Se nem os EUA conseguiram a extradição daquele garoto, duvido que a Índia teria conseguido a extradição de Nijjar. Não estou de forma alguma tentando justificar as supostas ações do governo indiano; quero dizer apenas que não acho que o Canadá necessariamente teria cooperado de forma ativa.
Os autores khalistanis do pior ato terrorista ocorrido em solo canadense, com o maior número de mortos depois do 11 de Setembro, foram soltos.
Não posso falar sobre o sistema de justiça canadense como um todo, mas, quando se trata de responsabilizar terroristas, o histórico do Canadá é uma piada.
O governo indiano parece bastante confiante em relação à influência global da Índia, a ponto de pressionar o Canadá e o Facebook.
Pensando de forma simples, se algumas regiões da Índia começarem a se separar, isso pode provocar uma reação em cadeia. Os cidadãos indianos são extremamente diversos, cada um com sua identidade cultural e suas queixas históricas.
Manter a unidade nacional desde a independência tem sido uma tarefa continuamente difícil, e os dois países inimigos ao norte provavelmente gostariam de ver a Índia se fragmentar. A repressão violenta a separatistas parece, do ponto de vista da Índia, um mal necessário.
Os assassinos aparentemente fizeram algo equivalente a atacar na América do Norte um membro fundador da NATO e aliado próximo dos EUA. Essa foi uma linha que nem a União Soviética nem a China cruzaram, não por medo, mas por interesse próprio racional.
Se for verdade, a melhor saída para Nova Déli é encontrar os culpados e fazer deles um exemplo. Pessoalmente, acho mais provável que parte do aparato de segurança tenha agido por conta própria e que os diplomatas não tenham tido capacidade de encobrir isso discretamente.

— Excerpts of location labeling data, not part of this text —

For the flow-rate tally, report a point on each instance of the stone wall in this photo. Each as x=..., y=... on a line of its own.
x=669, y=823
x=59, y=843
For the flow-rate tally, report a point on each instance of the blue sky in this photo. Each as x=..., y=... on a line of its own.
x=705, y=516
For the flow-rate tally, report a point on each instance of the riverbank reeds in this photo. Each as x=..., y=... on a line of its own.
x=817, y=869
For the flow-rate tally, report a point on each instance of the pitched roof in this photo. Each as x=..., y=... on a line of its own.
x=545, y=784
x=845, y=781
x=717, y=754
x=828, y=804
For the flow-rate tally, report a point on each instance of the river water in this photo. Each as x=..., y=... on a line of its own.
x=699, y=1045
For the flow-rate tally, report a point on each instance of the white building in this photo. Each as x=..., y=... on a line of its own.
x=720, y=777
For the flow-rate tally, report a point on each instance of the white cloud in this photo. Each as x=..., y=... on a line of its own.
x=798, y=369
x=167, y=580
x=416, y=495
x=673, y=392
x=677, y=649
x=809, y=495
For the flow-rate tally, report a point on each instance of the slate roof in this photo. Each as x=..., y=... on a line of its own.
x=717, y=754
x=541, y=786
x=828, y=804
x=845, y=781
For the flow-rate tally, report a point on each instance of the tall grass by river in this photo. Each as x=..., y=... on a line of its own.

No caso da Caxemira, já existe um movimento terrorista considerável que não pode ser ignorado, mas o movimento Khalistan é praticamente uma piada e pode ser ignorado sem problemas. A participação nas eleições parlamentares da semana passada também passou de 70%.
Até o Akali Dal se aliou ao BJP. Sobre a radicalização de nacionalistas bengalis, muhajirs e sindhis, há explicações como as de Jaffrelot em The Pakistan Paradox.

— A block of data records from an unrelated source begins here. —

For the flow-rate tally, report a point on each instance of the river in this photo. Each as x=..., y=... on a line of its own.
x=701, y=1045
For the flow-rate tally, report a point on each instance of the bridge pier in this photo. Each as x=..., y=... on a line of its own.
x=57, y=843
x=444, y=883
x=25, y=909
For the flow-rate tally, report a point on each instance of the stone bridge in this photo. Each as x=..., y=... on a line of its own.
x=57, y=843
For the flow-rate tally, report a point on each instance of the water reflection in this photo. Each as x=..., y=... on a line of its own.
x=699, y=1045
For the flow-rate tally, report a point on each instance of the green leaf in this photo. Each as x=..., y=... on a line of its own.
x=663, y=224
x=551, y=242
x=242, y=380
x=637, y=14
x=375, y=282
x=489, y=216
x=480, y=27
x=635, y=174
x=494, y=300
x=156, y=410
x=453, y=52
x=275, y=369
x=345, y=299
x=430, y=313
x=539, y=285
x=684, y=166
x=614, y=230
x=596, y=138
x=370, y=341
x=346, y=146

Deixando a política de lado, isto parece uma boa questão de política pública. Como a lei deve ser aplicada no contexto de uma plataforma global como o Facebook?

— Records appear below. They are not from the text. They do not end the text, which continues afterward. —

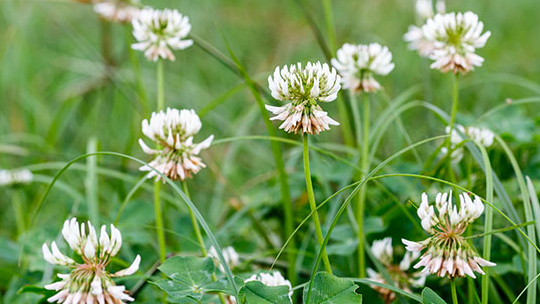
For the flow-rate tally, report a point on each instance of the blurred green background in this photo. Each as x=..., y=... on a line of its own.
x=56, y=94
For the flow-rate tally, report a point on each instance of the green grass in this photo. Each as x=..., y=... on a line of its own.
x=58, y=101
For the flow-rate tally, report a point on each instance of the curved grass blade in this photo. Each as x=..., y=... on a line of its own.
x=525, y=195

Algo pode violar a lei de um país, mas ser totalmente permitido em outro. Um cidadão soberano de um país deve ficar sujeito às leis de outro? Se os Twitter Files mostraram alguma coisa, foi que postagens são removidas a pedido de governos. Isso inclui EUA e Canadá.
Esses funcionários podem sofrer desde pressão até ameaças de condenação por traição e execução. Trata-se de uma política concreta para permitir que esses países apliquem suas leis de censura também em outros países.
Muitas vezes, é mais fácil ter uma única regra para o mundo todo, independentemente de ela se aplicar ou não por jurisdição; assim, as empresas acabam seguindo o menor denominador comum entre medidas legais e políticas.
Mesmo quando essa política é ilegal em outras jurisdições, empresas americanas simplesmente insistem na política ilegal e pagam multas nos países em que ela for considerada ilegal. Em muitos casos, as multas são tão pequenas que nem chegam a ser erro de arredondamento no orçamento operacional, então elas infringem a lei à vontade para facilitar a padronização de políticas globais.
Acho que é realmente simples assim. O Facebook pode dizer a todos os países “vamos cumprir o que a lei de vocês determina”, ou pode dizer “façam o que quiserem, bloqueiem-nos”. Acredito que, em muitos países, já funcione desse jeito.
Ele era um “líder” tanto quanto Osama Bin Laden era “líder” da Al-Qaeda.
O grupo ao qual esse “terrorista” pertencia cometeu o pior ato de terrorismo aéreo do mundo até os ataques de 11 de setembro de 2001, e também foi responsável pelo assassinato da primeira-ministra indiana Indira Gandhi.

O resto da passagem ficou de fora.